Die Rhenus Gruppe hat ihr erstes eigenes schienengebundenes Terminal in Kasachstan übernommen. Die Anlage liegt in der Region Almaty am Bahnhof Bayserke und firmiert künftig unter dem Namen QAZContargo Almaty Ltd. Damit unterstreicht das deutsche Logistikunternehmen seine Ambitionen entlang der Transkaspischen Internationalen Transportroute (TITR) und stärkt seine Präsenz in Zentralasien.
Multimodaler Knotenpunkt am TITR
Laut Rhenus bietet das Terminal eine direkte Anbindung an nationale und internationale Schienennetze und ist auf wachsende Import-, Export- und Transitvolumina zwischen China, Europa und Zentralasien ausgerichtet. Zu den Leistungen zählen Containerdepot-Dienste, Zolllagerkapazitäten sowie die Abwicklung von Ganzzügen. Auch die Umladung von Schüttgütern aus Waggons in Container ist möglich.

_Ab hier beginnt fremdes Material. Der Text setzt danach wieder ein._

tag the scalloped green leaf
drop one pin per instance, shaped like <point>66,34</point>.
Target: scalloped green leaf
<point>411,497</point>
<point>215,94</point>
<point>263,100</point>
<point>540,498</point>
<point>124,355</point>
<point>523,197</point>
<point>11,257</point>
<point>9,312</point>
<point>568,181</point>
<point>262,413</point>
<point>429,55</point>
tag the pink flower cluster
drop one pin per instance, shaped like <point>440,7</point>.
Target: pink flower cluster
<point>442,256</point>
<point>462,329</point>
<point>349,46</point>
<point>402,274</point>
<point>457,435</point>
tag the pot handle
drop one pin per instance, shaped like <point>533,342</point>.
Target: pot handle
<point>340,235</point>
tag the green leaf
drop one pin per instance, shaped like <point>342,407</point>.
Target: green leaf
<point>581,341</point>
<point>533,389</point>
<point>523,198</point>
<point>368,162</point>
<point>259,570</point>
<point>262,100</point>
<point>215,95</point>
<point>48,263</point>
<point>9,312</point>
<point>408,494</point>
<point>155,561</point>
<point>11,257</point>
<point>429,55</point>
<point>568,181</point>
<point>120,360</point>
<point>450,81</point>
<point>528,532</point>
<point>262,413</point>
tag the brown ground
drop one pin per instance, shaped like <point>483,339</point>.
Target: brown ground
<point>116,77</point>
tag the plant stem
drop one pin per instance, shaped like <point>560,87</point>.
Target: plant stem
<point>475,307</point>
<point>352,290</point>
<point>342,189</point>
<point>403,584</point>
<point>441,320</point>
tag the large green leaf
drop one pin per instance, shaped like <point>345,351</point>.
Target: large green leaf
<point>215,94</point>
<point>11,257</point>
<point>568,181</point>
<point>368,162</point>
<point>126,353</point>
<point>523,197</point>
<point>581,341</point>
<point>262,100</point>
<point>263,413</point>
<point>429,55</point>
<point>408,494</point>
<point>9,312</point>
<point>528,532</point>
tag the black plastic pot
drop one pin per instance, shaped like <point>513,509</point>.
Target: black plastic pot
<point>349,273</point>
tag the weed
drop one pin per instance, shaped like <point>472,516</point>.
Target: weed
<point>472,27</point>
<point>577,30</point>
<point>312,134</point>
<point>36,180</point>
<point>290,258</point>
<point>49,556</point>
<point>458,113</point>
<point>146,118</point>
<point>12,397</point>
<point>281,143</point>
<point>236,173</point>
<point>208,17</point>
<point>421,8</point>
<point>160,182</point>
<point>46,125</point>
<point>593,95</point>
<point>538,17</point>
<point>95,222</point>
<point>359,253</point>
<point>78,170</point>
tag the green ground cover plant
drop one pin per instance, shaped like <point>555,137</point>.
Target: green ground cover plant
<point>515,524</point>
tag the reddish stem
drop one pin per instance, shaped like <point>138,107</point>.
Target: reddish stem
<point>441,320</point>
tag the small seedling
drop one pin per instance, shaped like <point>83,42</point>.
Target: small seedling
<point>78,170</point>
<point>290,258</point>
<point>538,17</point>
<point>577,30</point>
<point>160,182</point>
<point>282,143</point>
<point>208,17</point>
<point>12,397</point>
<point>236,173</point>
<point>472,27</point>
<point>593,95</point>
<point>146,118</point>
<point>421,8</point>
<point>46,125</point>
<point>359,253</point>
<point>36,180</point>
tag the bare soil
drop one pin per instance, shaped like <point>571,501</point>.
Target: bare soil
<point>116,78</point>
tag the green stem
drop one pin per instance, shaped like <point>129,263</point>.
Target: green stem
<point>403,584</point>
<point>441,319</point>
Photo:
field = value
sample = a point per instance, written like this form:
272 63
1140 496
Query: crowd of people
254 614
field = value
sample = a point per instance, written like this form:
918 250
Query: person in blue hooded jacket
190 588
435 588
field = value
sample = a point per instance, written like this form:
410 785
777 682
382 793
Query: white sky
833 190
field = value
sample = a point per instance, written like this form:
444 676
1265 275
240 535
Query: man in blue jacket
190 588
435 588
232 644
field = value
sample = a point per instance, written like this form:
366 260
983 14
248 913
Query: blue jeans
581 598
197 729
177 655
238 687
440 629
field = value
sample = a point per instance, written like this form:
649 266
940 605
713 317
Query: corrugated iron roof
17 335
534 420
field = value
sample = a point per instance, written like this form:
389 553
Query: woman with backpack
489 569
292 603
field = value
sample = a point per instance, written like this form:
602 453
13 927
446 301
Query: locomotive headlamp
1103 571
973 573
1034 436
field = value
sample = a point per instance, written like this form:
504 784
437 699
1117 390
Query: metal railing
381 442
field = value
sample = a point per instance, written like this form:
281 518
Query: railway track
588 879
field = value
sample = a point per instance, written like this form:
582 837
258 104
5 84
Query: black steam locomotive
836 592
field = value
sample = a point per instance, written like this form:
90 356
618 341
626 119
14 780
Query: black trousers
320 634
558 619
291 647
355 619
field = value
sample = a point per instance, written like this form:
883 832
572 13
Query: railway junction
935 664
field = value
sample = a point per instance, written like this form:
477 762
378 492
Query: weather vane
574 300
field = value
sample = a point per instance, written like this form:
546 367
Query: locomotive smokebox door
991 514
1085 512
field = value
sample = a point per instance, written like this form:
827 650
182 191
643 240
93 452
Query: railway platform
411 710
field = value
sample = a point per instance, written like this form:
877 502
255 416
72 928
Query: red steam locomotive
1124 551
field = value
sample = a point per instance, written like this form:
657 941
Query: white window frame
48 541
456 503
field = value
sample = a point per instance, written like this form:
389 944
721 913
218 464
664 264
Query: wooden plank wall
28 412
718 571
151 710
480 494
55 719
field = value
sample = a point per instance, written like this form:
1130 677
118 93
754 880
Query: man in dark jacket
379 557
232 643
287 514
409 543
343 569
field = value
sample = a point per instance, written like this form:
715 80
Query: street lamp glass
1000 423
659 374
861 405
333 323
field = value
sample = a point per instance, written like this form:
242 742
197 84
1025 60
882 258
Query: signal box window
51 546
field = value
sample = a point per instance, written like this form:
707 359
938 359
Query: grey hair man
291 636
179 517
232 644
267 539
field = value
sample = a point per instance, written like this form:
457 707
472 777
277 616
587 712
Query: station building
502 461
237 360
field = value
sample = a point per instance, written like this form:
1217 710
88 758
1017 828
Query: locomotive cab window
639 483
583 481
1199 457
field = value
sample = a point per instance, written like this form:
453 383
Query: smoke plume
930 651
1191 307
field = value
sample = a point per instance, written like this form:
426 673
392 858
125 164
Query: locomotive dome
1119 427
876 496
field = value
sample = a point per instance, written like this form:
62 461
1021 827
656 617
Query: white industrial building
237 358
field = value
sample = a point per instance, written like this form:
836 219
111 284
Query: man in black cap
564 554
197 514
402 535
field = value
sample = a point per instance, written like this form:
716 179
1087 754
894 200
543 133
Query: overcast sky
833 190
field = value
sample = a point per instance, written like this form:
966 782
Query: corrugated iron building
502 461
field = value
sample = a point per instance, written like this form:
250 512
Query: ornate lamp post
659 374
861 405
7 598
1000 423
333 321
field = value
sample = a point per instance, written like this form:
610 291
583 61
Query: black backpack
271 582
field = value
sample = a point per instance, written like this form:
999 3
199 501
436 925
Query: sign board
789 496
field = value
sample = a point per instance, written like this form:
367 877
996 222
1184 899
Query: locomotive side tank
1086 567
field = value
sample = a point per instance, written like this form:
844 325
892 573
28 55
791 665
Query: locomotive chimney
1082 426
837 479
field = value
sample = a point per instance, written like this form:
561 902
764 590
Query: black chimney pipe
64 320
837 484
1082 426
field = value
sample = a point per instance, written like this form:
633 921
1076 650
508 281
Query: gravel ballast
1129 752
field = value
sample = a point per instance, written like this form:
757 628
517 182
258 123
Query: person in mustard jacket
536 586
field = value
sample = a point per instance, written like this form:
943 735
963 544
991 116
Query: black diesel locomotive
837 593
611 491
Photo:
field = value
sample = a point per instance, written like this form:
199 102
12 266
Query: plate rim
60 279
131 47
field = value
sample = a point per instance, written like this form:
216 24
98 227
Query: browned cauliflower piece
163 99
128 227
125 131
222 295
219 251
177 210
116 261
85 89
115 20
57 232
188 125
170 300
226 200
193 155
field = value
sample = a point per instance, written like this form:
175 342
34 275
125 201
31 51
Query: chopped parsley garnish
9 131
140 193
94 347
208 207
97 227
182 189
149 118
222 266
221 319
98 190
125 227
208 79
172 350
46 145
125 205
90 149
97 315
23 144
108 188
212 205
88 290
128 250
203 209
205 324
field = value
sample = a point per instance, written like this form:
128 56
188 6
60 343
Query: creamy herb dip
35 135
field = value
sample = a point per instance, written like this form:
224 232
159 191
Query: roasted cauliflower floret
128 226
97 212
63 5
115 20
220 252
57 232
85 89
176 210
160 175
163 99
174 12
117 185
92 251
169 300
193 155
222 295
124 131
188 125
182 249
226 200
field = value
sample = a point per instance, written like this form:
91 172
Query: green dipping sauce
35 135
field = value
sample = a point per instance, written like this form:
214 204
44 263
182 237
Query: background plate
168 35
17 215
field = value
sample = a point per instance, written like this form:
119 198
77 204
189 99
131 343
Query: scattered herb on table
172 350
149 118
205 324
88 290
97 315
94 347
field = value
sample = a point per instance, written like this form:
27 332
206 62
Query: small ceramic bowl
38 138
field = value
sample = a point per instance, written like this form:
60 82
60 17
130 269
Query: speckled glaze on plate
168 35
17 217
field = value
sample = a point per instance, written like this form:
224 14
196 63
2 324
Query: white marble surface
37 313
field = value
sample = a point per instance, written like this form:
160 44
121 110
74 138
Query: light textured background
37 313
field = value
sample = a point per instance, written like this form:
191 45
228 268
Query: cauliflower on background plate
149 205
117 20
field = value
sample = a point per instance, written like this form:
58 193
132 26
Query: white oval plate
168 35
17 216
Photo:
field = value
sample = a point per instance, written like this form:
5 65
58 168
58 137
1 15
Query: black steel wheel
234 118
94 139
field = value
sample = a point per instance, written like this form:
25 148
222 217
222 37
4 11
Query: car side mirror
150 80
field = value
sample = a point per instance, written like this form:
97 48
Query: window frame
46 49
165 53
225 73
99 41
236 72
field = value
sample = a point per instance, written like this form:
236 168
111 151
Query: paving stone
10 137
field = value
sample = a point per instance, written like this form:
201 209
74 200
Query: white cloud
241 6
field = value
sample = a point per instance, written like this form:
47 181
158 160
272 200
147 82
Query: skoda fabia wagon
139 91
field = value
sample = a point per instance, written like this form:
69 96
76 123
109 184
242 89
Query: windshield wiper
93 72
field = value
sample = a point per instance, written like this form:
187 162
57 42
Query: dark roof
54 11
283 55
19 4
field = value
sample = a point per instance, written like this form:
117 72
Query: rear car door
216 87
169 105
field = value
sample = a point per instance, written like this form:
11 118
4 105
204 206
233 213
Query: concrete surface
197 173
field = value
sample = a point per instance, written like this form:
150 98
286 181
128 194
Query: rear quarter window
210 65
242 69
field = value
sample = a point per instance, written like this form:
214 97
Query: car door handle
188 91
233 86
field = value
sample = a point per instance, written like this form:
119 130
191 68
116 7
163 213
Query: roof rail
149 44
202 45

Den operativen Betrieb übernimmt die Contargo Group, ein langjähriger Partner von Rhenus im Bereich Containerlogistik. Mit der Integration des Terminals will Rhenus die Effizienz seiner Supply-Chain-Angebote in der Region steigern.
Zweites Terminal in Zentralasien
Rhenus ist seit 1996 in Kasachstan aktiv und betreibt bereits Niederlassungen in Almaty, Astana und Karaganda. Mit dem neuen Terminal betreibt der Konzern nun seinen zweiten Containerumschlagplatz in Zentralasien. Bereits 2025 wurde gemeinsam mit den Usbekischen Eisenbahnen ein Terminal in Andijon (Usbekistan) in Betrieb genommen.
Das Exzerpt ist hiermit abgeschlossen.